Persona-Assigned Large Language Models Exhibit Human-Like Motivated Reasoning
Summary: arXiv:2506.20020v2 Announce Type: replace
Abstract: Reasoning in humans is prone to biases due to underlying motivations like identity protection, that undermine rational decision-making and judgment. This motivated reasoning at a collective level can be detrimental to society when debating critical issues such as human-driven climate change or vaccine safety, and can further aggravate political polarization. Prior studies have reported that large language models (LLMs) are also susceptible to human-like cognitive biases, however, the extent to which LLMs selectively reason toward identity-congruent conclusions remains largely unexplored. Here, we investigate whether assigning 8 personas across 4 political and socio-demographic attributes induces motivated reasoning in LLMs.
Key Findings
In this groundbreaking study, we tested 8 LLMs, both open source and proprietary, across two reasoning tasks derived from human-subject studies:
- Veracity discernment of misinformation headlines
- Evaluation of numeric scientific evidence
The results were illuminating:
- Persona-assigned LLMs demonstrated up to 9% reduced veracity discernment compared to models without assigned personas.
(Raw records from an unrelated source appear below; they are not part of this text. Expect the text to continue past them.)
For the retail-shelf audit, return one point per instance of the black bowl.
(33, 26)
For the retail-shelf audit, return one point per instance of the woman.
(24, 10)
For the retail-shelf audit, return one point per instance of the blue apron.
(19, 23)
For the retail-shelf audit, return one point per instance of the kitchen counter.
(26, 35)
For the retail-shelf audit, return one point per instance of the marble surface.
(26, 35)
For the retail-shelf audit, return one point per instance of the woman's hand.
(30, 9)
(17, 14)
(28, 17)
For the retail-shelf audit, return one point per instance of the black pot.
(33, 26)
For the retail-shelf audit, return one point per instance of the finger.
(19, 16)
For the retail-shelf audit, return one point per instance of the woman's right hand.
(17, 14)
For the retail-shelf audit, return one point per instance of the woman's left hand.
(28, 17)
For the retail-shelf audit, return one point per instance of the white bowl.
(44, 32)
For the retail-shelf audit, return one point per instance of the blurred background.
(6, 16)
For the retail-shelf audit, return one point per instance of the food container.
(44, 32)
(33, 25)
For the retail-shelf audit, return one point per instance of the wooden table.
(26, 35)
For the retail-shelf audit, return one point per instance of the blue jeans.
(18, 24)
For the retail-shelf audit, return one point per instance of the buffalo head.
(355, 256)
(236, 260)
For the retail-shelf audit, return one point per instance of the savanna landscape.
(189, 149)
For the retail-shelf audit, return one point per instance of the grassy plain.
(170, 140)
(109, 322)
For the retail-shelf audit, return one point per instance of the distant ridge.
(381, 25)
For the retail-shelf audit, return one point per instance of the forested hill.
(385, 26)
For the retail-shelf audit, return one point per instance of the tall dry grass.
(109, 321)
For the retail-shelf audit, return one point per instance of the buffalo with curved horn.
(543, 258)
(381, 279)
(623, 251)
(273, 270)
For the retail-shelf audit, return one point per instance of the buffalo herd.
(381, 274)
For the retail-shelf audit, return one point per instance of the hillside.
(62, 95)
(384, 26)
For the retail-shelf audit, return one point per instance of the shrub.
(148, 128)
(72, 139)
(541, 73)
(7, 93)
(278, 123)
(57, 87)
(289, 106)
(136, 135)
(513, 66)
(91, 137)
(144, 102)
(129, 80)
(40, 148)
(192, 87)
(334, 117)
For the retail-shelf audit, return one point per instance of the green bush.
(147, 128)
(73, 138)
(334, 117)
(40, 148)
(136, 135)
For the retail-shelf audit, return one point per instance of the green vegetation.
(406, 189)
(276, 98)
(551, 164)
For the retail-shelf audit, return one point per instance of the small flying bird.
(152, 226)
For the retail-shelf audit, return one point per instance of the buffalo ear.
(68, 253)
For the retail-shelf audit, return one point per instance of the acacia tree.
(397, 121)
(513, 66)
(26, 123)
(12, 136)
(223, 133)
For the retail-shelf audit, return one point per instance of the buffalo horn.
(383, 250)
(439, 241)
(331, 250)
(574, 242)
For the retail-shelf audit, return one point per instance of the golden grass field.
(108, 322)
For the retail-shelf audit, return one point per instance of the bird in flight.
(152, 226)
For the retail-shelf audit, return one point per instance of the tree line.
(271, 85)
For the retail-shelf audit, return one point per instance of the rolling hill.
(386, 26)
- Models with political personas were found to be up to 90% more likely to accurately evaluate scientific evidence on gun control when the evidence aligned with their induced political identity.
Implications of the Findings
These findings raise significant concerns regarding the impact of motivated reasoning in AI systems. The study indicates that LLMs are not merely neutral processors of information; rather, they can embody and reflect the biases inherent in the personas assigned to them. This raises crucial questions about:
- The reliability of AI-generated content in contentious areas such as public health and environmental policy.
- The potential for exacerbating existing societal divides through the propagation of identity-congruent reasoning.
- The effectiveness of prompt-based debiasing methods, which were shown to be largely ineffective in mitigating these effects.
Conclusion
In conclusion, the research presents the first empirical evidence suggesting that persona-assigned LLMs exhibit human-like motivated reasoning. This phenomenon appears resistant to traditional debiasing techniques, highlighting the need for a deeper understanding of how biases can infiltrate AI systems. As LLMs continue to grow in influence and application, addressing these challenges will be crucial to ensuring responsible and equitable use of artificial intelligence in society.